Deanna Durbin had a secret life, at least as evidenced by her two adventures told in children's novels: Deanna Durbin and the Adventure of Blue Valley, and Deanna Durbin and the Feather of Flame. These began a popular, if sometimes rather odd, series of girls' books by Whitman Publishing Company of Racine, Wisconsin. We learned about the adventures of other stars as well in exploits never told in fan magazines.
These two books were published in 1941 and spearheaded the collection that would be known as the Whitman Authorized Editions, though whether any star actually authorized these stories is quite doubtful. They do stand as creative examples of not only the studios' ownership of its stars, but its wide-reaching commercial exploitation of the stars as its products.

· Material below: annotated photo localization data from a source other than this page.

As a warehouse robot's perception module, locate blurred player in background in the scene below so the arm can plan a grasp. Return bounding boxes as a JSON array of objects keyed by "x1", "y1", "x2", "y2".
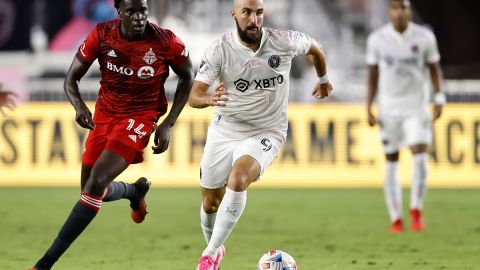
[
  {"x1": 33, "y1": 0, "x2": 194, "y2": 270},
  {"x1": 189, "y1": 0, "x2": 332, "y2": 270},
  {"x1": 367, "y1": 0, "x2": 446, "y2": 233},
  {"x1": 0, "y1": 83, "x2": 18, "y2": 117}
]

One of the more interesting of the series was Ginger Rogers and the Riddle of the Scarlet Cloak, which was actually written by her mother, Lela E. Rogers, so Ginger must have at least known about the novel even if she didn't authorize it. The story has Ginger dealing with a rough relationship with her mother, meeting her father for the first time, and in her job as a night switchboard operator for a hotel, ferrets out enemy spies in the aftermath of Pearl Harbor. A full day's work.
Most, but not all, of the books in the series were written by Katheryn Heisenfelt.
We see by the titles that many stars had a lot going on in their lives. There is:
Bonita Granville and the Mystery of Star Island
Jane Withers and the Hidden Room
Ann Rutherford and the Key to Nightmare Hall
Betty Grable and the House with Iron Shutters
Jane Withers and the Phantom Violin (Jane Withers was very busy.)
Betty Hutton and the Romance of Palmetto Island
Ann Sheridan and the Sign of the Sphinx (Look at her casting that wry eye at the whole idea.)
Jane Withers and the Swamp Wizard (Jane's back again in a weird swamp story.)
Judy Garland and the Hoodoo Costume
Shirley Temple and the Spirit of Dragonwood
Shirley Temple and the Screaming Specter (because why should Jane Withers have all the excitement?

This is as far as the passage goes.